Em 1987, Oscar Pintor passeava com sua família por uma nativa Florianópolis quando avistou uma grande figueira, parou seu carro, montou sua Rollei e sacou um único negativo. Daquele disparo, revelou-se um incrível contraste entre a imponente vegetação e as rochas em um horizonte nativo e brilhante de Mata Atlântica.
Cerca de trinta anos se passaram e o fotógrafo argentino nunca mais voltou à cidade. Desde aquele instante mágico, os galhos grandes da velha figueira, seu tronco imponente, a sombra aconchegante no mato e a noite ruidosa da fauna do pântano ensejaram brincadeiras, romances, conversas e a multiplicação da vida. Pintor seguiu sua carreira em Buenos Aires, onde realizou dezenas de exposições, mostras, participações em revistas e diversos trabalhos. A foto da figueira ganhou destaque em seu vasto portfólio, com relevância para fotos de natureza, retratos, interiores e espaços urbanos.

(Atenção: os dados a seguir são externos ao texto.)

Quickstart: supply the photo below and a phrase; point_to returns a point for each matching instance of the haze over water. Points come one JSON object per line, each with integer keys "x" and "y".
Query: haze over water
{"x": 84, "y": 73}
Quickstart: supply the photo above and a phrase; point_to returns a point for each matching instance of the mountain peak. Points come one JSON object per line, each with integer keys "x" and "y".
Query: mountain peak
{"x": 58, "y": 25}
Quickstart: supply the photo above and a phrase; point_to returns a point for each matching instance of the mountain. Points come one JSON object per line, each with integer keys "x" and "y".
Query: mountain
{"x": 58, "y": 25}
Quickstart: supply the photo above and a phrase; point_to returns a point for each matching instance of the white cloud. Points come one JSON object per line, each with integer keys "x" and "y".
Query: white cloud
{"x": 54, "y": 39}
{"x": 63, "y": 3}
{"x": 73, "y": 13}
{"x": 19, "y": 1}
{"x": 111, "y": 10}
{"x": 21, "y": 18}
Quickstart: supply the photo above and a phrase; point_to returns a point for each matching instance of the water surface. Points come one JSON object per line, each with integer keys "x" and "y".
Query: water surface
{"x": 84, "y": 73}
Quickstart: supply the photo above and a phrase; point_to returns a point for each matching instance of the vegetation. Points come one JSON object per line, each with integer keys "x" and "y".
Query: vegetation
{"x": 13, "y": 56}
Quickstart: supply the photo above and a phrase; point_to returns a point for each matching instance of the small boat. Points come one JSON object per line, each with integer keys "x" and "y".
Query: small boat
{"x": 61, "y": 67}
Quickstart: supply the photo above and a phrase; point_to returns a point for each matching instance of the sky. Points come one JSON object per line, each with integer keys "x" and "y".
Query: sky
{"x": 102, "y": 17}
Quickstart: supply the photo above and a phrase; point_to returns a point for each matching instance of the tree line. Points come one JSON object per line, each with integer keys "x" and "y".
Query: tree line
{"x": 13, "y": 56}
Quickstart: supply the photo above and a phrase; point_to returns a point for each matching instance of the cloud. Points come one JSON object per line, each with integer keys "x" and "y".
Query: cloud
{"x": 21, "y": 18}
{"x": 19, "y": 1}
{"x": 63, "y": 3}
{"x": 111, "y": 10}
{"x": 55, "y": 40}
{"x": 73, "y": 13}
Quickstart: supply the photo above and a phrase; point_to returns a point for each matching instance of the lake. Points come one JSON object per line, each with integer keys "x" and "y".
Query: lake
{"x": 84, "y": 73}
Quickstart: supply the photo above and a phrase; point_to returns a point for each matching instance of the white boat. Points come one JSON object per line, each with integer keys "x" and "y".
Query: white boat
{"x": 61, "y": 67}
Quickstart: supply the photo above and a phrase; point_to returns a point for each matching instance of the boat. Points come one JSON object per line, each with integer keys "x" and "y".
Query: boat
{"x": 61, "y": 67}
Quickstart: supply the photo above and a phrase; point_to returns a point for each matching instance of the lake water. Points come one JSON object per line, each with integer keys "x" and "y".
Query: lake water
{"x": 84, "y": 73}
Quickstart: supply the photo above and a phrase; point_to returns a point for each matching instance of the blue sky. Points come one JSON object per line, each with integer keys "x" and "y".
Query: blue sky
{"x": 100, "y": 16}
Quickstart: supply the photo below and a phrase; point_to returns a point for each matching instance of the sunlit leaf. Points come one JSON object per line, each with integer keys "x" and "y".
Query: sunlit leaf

Hoje, aquela paisagem mudou. Aquelas planícies, matas, rochas e pântanos foram duramente agredidos pela intervenção do homem. O ar puro do Pântano do Sul entrou na mira dos empreendimentos imobiliários e modernos condomínios fechados dos investidores. A velha figueira, suas bromélias e orquídeas ficaram no caminho do projeto. Era preciso tirá-las de lá.
Seu transplante legalizado durou dias. A poda, a remoção da vegetação da copa, a retirada da árvore por duas retroescavadeiras, a velha figueira tombada e arrastada por cabos de aço por centenas de metros. Mesmo de pé, os moradores temem pela sua saúde. Mais do que isso.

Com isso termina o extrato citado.